Fourthly, drinking water

Drinking water type: cleaning water;

the water supply method comprises the following steps: free uptake.

Fifthly, disposing the animal carcasses

Temporarily storing the animal carcasses in a special refrigerator at the temperature of-20 ℃ in an animal temporary storage room, and intensively delivering the animal carcasses to a Guangdong living environment harmless treatment center for harmless treatment.

(2) Main instrument and reagent

Main instrument

PL303 electronic balance: MettLerToLedo;

② main reagent

Sodium lime: shanghai Michelin Biochemical technology Ltd, product batch number: c10412480;

white vaseline: shanghai Michelin Biochemical technology Ltd, product batch number: c10567291;

isoproterenol hydrochloride: shanghai Michelin Biochemical technology Ltd, product batch number: c10636091;

(3) design of experiments

Grouping test animals

The groups were divided into 3 groups, i.e., a vehicle control group (6 animals), b model group (6 animals), and c.itpp intervention group (6 animals).

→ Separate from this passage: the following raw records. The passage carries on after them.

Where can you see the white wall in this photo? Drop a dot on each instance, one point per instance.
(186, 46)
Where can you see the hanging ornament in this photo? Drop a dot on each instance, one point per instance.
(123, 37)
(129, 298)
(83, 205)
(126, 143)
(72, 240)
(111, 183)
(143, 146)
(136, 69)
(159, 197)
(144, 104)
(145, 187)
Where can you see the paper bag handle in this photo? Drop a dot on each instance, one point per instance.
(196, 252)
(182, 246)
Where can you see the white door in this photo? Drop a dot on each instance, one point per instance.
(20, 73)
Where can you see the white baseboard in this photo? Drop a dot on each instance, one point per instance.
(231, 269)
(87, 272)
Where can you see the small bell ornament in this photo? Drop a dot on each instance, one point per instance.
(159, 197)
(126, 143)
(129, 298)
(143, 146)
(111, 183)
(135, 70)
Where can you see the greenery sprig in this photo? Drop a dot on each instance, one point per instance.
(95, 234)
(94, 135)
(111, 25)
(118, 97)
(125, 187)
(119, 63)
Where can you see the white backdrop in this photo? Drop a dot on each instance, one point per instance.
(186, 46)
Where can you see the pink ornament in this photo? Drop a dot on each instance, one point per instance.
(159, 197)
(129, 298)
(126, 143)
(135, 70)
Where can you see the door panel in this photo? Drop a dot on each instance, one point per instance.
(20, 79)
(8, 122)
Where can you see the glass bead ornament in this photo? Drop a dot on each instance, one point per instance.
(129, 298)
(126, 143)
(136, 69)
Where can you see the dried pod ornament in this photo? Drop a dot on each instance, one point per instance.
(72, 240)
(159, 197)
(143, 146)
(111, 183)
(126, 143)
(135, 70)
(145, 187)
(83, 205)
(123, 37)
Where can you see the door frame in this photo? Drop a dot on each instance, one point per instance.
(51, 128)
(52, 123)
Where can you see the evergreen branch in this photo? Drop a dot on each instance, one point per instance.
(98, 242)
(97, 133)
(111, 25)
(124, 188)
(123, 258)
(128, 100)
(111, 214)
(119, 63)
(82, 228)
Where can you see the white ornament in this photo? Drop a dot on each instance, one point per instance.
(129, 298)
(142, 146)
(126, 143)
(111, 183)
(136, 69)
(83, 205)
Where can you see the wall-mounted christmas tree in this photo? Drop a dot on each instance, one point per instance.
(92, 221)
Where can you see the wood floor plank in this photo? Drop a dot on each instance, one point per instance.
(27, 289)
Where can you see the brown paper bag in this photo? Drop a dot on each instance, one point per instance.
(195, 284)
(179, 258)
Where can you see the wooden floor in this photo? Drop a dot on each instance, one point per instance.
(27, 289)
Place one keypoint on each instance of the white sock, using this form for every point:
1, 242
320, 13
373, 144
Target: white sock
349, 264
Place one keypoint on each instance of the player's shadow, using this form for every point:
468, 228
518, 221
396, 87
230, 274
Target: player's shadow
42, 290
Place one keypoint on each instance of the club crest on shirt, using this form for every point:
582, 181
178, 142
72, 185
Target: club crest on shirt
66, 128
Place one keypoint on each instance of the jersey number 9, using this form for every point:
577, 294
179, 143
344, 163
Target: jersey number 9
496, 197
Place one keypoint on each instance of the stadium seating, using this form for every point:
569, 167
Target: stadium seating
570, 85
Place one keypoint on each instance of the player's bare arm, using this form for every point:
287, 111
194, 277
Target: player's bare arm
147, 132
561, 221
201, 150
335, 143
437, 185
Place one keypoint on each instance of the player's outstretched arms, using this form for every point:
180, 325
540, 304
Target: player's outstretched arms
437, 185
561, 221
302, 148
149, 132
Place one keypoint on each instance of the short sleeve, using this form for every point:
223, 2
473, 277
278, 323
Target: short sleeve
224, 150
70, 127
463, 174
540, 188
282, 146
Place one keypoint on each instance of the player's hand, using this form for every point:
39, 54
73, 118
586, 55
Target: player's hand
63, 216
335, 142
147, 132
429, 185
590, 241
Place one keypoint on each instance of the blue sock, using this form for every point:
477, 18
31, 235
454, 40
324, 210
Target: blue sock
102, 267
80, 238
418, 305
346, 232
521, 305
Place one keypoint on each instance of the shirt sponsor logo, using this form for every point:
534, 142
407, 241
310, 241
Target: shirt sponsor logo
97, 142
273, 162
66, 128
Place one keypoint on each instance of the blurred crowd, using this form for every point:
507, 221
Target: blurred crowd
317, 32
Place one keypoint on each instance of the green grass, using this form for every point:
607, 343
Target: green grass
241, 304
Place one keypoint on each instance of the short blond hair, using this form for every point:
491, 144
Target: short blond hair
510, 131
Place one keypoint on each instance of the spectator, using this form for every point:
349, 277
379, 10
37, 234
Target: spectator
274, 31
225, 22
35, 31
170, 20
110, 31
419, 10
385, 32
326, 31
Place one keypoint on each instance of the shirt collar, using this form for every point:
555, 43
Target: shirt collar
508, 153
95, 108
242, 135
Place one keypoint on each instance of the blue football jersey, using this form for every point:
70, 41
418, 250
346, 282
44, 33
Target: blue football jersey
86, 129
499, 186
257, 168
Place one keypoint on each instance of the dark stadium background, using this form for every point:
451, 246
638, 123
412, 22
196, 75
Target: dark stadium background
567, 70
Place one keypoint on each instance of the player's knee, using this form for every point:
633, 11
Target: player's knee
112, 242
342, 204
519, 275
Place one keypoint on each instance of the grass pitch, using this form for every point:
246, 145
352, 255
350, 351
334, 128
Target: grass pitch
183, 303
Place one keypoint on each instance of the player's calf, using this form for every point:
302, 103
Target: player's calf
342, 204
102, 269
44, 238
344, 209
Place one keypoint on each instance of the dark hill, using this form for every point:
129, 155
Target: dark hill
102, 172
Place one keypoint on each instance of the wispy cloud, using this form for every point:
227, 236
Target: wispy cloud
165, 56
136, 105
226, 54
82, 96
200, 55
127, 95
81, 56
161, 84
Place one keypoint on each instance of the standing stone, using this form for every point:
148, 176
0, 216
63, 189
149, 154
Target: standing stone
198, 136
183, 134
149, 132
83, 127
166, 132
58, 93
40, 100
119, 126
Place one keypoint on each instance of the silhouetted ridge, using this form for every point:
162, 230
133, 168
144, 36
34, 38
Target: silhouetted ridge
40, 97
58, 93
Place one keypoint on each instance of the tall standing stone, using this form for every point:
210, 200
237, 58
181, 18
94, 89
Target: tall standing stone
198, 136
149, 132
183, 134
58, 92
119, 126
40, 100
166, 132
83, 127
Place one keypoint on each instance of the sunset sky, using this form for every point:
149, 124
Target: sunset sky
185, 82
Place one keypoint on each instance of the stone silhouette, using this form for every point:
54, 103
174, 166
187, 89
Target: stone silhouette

② dosage of administration

ITPP intervention group: 2 g/kg;

③ frequency of administration: administered once each at 10:00 am and 2:00 pm;

and (4) administration route: intragastric administration;

dosage volume: 0.2mL/10 g;

medicine dispensing scheme

Dosage and preparation of the molding medicine:

molding medicine isoproterenol hydrochloride (20mg/kg, 100 times higher than normal dose), taking 10 mg of medicine powder and adding sterilized distilled water to prepare 10mL of solution; the administration volume is 0.2mL/10 g;

preparation of ITPP solution (2 g/kg): adding distilled water into 1.0g of ITPP powder to a constant volume of 10mL of solution; the administration volume is 0.2mL/10 g;

(4) test method and observation index

Grouping, administration and modeling

Selecting 18 SPF male KM mice with the age of 6-7 weeks and the weight of 18-22 g. The test pieces were divided into 3 groups, i.e., a vehicle control group, a model group, and a C.ITPP intervention group (2g/kg), 6 groups per group, according to body weight. The preparation method comprises the following steps of respectively administering the medicines once at 10:00 am and 2:00 pm, and 1h after the administration in the afternoon, carrying out intraperitoneal injection of isoproterenol (20mg/kg) to replicate an ischemia-hypoxia model for the model group and the test sample group, immediately placing a mouse into an hypoxia bottle with the capacity of 250mL after the model is made, wherein the hypoxia bottle contains 5g of soda lime, and sealing a bottle stopper coated with vaseline after the mouse is placed to cause airtight hypoxia. Immediately recording the time of sealing the bottle mouth, continuously observing the change of the heart beat, the breathing frequency, the depth, the skin and the color of the mouth and the lip of the mouse until the animal stops the heart beat, recording the death time, and taking the duration from the bottle stopper of the cover to the heart beat stop of the animal as the survival time of the mouse under the anoxic condition.

② survival time of mice

The duration from the closure to the cessation of the heartbeat of the animal was taken as the survival time of the mouse under hypoxic conditions.

(5) Data processing

Experimental data were statistically processed by GraphPad Prism 7.0 biometrics software: data are expressed as Mean ± SD and analyzed using analysis of variance in conjunction with Dunnett's multiple comparisons.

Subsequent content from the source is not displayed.